Considering that I purchased my 2014 Suzuki V-Strom DL1000 based upon owner reviews, it only made sense that I research the necessary add-ons and likewise base my purchases on the reviews that I read online in the various forums, as well as on product review pages in various motorcycle mags.
There was no question that i was going to need a skid plate. Suzuki left the exhaust as well as the oil filter directly in harms way for any of us that planned on taking our new V-Strom Adventure bikes off of the asphalt.
And I most definitely intended to get off the asphalt.
So I researched the available aftermarket products that might suit my needs – and quite honestly in June and July of 2014 there were not many. The one company that appeared to be ahead of the curve where the new V-Strom was concerned was SW-Motech.
Online and print reviews for the SW-Motech Aluminum Skid Plate were mostly favourable and highlighted the heavy duty build quality that protects those rather important bits that Suzuki left exposed to things like rocks, stumps and hard landings.
I had already compiled an extensive wish-list for my new ride, and had found Twisted Throttle Canada to be a reliable Canadian retailer of the SW-Motech offerings, so in due course I ordered the SW-Motech Aluminum Skid Plate – as well as several other items.
Then I began to see reports from a couple of riders complaining that the SW-Motech Aluminum Skid Plate was causing a potential safety issue in that it reduced the already less-than-stellar ground clearance of the V-Strom 1000 to the point where riders were dragging their skid plates through the curves.
No doubt, if this was the case, that it would be unnerving to say the least, and potentially hazardous at worst.
Well, here is a review from me. One solitary rider in a rapidly growing herd of new DL1000 owners.
I have put over 26,000 kilometres on my new V-Strom. A great many of those off-road. A substantial number in really off-road, ATV track conditions. Over 18 days in July alone – I put almost 1,000 kms off-road on my 8,400 km East Coast and Trans-Labrador Adventure.
I have banged my skid plate off countless boulders.
Three culverts. Two concrete curbs. One railroad tie. One tree.
I have bottomed out after a hard landing at 80 kmh in the gravel.
I have bottomed out on asphalt after hitting a frost-heave at over 120 km/h.
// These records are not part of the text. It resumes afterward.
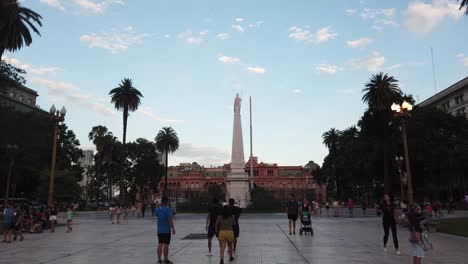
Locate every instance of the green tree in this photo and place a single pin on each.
(167, 142)
(380, 92)
(126, 98)
(15, 25)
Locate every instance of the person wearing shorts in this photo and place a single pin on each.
(213, 212)
(236, 211)
(7, 223)
(165, 225)
(292, 209)
(226, 234)
(52, 218)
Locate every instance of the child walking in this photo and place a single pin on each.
(69, 219)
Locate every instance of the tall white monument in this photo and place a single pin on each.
(237, 179)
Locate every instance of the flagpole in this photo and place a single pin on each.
(251, 146)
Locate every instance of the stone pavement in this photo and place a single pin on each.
(263, 239)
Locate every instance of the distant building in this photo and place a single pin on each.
(281, 180)
(18, 97)
(453, 100)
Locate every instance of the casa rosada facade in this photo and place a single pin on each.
(191, 177)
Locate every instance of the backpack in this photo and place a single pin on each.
(426, 242)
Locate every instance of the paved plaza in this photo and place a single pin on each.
(264, 239)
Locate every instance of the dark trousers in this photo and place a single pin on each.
(387, 227)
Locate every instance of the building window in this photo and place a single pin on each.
(445, 106)
(461, 111)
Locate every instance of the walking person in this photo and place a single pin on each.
(213, 212)
(53, 217)
(126, 213)
(389, 221)
(17, 221)
(226, 234)
(236, 211)
(118, 213)
(165, 225)
(415, 239)
(69, 219)
(364, 206)
(292, 209)
(350, 207)
(7, 223)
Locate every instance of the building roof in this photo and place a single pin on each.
(451, 89)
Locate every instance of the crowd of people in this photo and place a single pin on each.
(21, 218)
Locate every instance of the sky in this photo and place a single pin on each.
(303, 63)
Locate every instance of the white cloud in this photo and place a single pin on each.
(257, 24)
(350, 12)
(54, 85)
(54, 3)
(184, 34)
(394, 67)
(222, 36)
(297, 91)
(358, 43)
(228, 60)
(72, 94)
(422, 17)
(322, 35)
(238, 28)
(96, 7)
(463, 59)
(149, 113)
(328, 69)
(371, 63)
(31, 69)
(115, 41)
(256, 70)
(205, 156)
(195, 40)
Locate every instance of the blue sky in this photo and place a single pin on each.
(303, 62)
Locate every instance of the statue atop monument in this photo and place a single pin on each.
(237, 102)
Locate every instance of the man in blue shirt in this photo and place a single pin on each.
(7, 223)
(165, 225)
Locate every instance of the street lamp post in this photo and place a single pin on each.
(56, 117)
(399, 159)
(11, 150)
(403, 111)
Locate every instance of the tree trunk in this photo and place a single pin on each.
(165, 179)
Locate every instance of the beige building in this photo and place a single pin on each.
(453, 100)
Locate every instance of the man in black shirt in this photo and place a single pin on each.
(389, 221)
(213, 212)
(292, 209)
(236, 211)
I have dragged my pegs so often that I don’t consider a curve to be above a 3 on a scale of 1-5 unless I scrape my pegs.
And I have NEVER dragged my skid plate.
And because I have that skid plate installed, my oil filter has never been snapped off or crushed on the trail.
My exhaust has never been pancaked closed or sheared from the head.
My oil pan has never felt a rock, or a stump, or a road surface.
The service manager at the Motor Sports World dealership in Ottawa uses my exploits as an example to potential V-Strom buyers – “Will she go off-road?” – “Let me tell you about one of my customers, and what he puts his V-Strom through . . .”
I have spent a fair amount of money on SW-Motech products, and all that I have ever received from them is what I have purchased – quality parts meant to enhance my machine that perform as advertised.
The $386.76 (at Twisted Throttle Canada) is a competitive price point for a skid plate and is money well spent for anyone planning to ride beyond the asphalt and gravel. In fact, for anyone going off the road and hitting the trails, a decent skid plate should be one of the very first mods planned.
As you can see in the photos below, my skid plate has taken quite a beating and kept me riding the trails – instead of hiking back to the road and spending a fortune on replacing expensive components. I definitely recommend the SW-Motech Aluminum Skid Plate to any V-Strom DSL1000 rider going off the asphalt.
This last photo is a good demonstration of the type of conditions the SW-Motech Skid Plates encountered on my recent East Coast Trans Labrador Adventure — and it is also noteworthy that the Shad Zulupack SW42 Waterproof Saddlebags were barely scuffed from lying down in the coarse stone.